Before I let the panic set in as I told the teacher there was nothing I could do, but I would report it to our Technology Department, I remembered something I learned in seminary (yes, I am a Master of the Divine–comes in handy when your only hope of fixing a computer is to lay hands on it). When talking about the role of pastor during a crisis, we were encouraged to be “a still, strong presence in the midst of the chaos.”

So I smiled at the teacher, suggested that the students hit the back button and copy down their answers, and encouraged him to swing up the the copier and make a class set of the exam. I tried convey a sense of peace, and told him I would be back to him as soon as I got word from our Technology folks. As I moved from room to room (fully recognizing that I had no solution for any of my teachers), I continued to convey that peace.

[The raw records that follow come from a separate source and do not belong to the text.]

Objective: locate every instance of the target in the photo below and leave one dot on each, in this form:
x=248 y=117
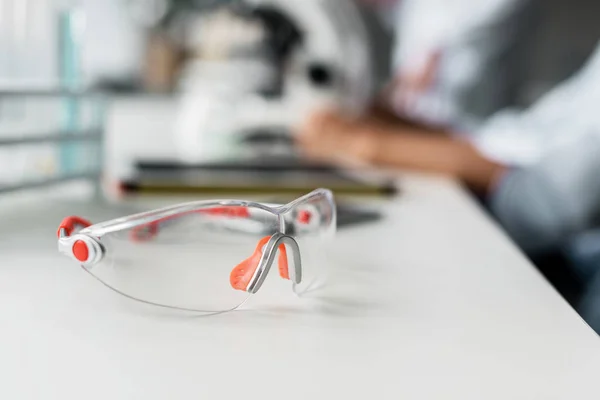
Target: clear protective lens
x=312 y=223
x=185 y=260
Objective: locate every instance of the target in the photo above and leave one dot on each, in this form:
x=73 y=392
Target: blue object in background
x=71 y=26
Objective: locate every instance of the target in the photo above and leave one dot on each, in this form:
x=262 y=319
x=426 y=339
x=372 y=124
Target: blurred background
x=263 y=98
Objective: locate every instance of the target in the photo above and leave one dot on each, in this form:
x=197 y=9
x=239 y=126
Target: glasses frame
x=80 y=240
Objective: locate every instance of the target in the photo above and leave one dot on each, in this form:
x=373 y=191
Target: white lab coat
x=467 y=46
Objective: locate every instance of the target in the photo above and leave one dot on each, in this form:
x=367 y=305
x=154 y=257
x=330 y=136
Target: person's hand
x=331 y=137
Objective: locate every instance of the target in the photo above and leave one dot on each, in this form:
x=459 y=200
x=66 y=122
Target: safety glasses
x=206 y=256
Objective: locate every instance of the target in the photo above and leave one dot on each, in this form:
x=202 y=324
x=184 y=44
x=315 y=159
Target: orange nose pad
x=241 y=275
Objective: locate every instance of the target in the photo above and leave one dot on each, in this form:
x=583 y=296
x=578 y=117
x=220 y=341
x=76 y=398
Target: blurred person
x=536 y=168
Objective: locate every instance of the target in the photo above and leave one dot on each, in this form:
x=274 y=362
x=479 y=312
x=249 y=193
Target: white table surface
x=432 y=303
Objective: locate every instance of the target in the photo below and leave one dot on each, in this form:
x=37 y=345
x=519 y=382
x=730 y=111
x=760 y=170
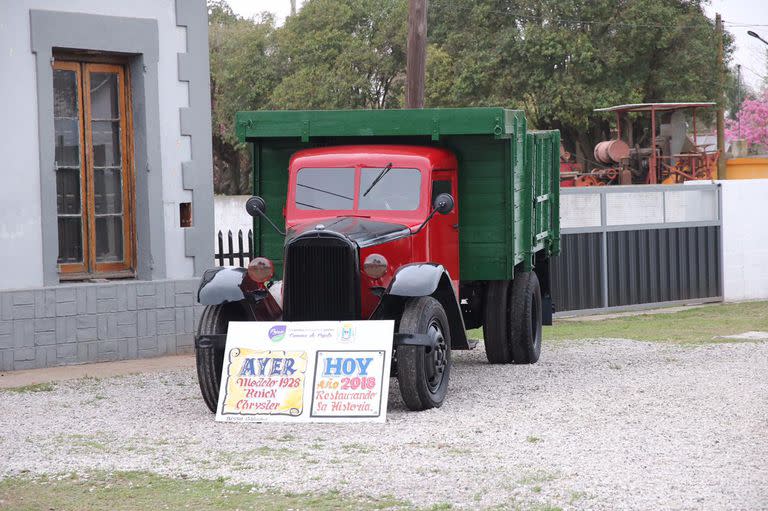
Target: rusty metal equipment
x=663 y=153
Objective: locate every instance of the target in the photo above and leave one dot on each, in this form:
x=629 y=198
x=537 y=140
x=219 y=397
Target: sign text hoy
x=322 y=371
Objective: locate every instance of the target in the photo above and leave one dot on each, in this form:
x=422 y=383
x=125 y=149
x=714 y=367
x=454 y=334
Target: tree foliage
x=751 y=123
x=556 y=59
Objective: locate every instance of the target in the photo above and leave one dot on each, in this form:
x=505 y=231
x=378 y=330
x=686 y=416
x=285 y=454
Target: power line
x=602 y=22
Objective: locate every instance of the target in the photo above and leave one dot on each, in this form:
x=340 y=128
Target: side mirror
x=256 y=206
x=444 y=203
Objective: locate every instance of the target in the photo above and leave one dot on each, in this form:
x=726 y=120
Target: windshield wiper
x=378 y=178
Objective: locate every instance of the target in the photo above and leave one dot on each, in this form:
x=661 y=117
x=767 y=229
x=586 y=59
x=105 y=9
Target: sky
x=738 y=16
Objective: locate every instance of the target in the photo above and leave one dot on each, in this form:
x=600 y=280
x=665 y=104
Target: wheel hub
x=436 y=359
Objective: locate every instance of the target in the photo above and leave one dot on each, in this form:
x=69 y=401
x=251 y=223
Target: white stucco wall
x=745 y=239
x=20 y=212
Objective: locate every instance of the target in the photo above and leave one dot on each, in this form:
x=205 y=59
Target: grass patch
x=36 y=387
x=698 y=325
x=140 y=491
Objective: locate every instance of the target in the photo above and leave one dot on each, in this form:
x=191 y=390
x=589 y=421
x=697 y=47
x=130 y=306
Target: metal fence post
x=604 y=248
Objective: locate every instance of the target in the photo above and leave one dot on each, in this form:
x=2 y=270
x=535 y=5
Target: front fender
x=416 y=279
x=223 y=285
x=425 y=279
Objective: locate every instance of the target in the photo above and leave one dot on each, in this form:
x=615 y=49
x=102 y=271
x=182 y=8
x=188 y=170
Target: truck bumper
x=219 y=341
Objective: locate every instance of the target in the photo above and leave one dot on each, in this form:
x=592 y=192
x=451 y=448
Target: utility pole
x=417 y=53
x=721 y=167
x=738 y=94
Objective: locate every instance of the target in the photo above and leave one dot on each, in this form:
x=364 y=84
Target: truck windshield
x=398 y=189
x=334 y=189
x=325 y=188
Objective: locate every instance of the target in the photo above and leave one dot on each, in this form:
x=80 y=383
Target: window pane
x=325 y=188
x=70 y=240
x=68 y=191
x=64 y=93
x=397 y=190
x=104 y=96
x=109 y=239
x=107 y=191
x=106 y=143
x=67 y=135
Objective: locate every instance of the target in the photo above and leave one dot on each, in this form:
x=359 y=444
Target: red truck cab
x=327 y=191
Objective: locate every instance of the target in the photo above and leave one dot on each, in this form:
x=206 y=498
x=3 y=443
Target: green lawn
x=700 y=324
x=142 y=491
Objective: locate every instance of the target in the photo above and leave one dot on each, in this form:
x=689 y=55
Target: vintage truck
x=442 y=220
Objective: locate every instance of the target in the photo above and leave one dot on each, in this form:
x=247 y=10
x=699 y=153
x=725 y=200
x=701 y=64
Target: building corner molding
x=195 y=120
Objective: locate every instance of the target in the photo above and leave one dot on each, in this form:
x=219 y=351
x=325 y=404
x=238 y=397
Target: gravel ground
x=605 y=424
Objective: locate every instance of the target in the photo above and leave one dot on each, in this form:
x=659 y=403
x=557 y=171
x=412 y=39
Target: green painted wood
x=435 y=123
x=502 y=169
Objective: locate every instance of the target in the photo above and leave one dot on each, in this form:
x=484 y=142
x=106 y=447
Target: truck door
x=443 y=241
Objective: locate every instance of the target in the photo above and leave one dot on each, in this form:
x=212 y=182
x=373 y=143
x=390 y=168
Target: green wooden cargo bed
x=508 y=191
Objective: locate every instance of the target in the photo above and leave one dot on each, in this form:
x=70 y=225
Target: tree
x=753 y=119
x=560 y=59
x=342 y=54
x=243 y=75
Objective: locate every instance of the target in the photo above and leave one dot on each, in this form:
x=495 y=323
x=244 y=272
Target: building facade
x=106 y=195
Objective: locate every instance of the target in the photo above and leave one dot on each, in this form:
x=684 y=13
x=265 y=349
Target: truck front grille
x=321 y=279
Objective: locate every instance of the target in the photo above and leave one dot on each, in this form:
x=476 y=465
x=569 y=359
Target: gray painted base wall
x=79 y=323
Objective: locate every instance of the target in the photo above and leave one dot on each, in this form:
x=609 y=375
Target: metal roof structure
x=647 y=107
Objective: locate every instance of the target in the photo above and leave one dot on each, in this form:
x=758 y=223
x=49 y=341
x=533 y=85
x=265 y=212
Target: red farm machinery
x=663 y=151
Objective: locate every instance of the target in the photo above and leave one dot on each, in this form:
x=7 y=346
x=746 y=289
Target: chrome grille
x=321 y=279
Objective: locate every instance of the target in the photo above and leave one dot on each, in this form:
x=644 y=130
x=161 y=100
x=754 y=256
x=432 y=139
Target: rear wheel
x=210 y=361
x=496 y=323
x=525 y=318
x=422 y=372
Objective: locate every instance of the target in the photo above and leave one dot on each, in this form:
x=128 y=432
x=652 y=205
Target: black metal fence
x=626 y=246
x=235 y=253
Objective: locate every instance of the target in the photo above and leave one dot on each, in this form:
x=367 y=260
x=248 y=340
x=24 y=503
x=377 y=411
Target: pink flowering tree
x=753 y=116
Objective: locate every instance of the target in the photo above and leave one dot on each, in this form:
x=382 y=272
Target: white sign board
x=314 y=371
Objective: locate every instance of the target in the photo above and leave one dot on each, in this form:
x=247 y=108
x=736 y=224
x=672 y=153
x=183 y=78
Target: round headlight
x=260 y=270
x=375 y=266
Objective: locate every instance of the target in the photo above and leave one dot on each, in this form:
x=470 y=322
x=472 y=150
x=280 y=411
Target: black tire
x=210 y=361
x=525 y=318
x=496 y=323
x=423 y=373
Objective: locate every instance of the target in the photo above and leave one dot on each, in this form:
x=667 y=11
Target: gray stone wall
x=96 y=322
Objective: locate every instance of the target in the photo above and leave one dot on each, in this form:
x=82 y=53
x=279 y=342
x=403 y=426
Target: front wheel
x=210 y=361
x=423 y=372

Looking back on the week (we had more of the same on Wednesday, and encouraged teachers to switch to paper Thursday), I realized that our job as instructional technology advocates is not simply to preach the good news of this new frontier in education. We have to be ready to “pastor” our “flocks” (Ok, enough with the Christianspeak). I’m working with a staff of 140–1/3 of which were not there last year. They are as varied in their ability and zeal as you could get. I’m beginning to see their individual needs, and, probably more important, I’m beginning to respect them as individual learners.

I could fill their brains with weird words like “blogs” and “wikis”, but until we have a relationship that gives me insight into how they teach and what are their passions, we will both continue to be frustrated. A learner is a learner–no matter her age.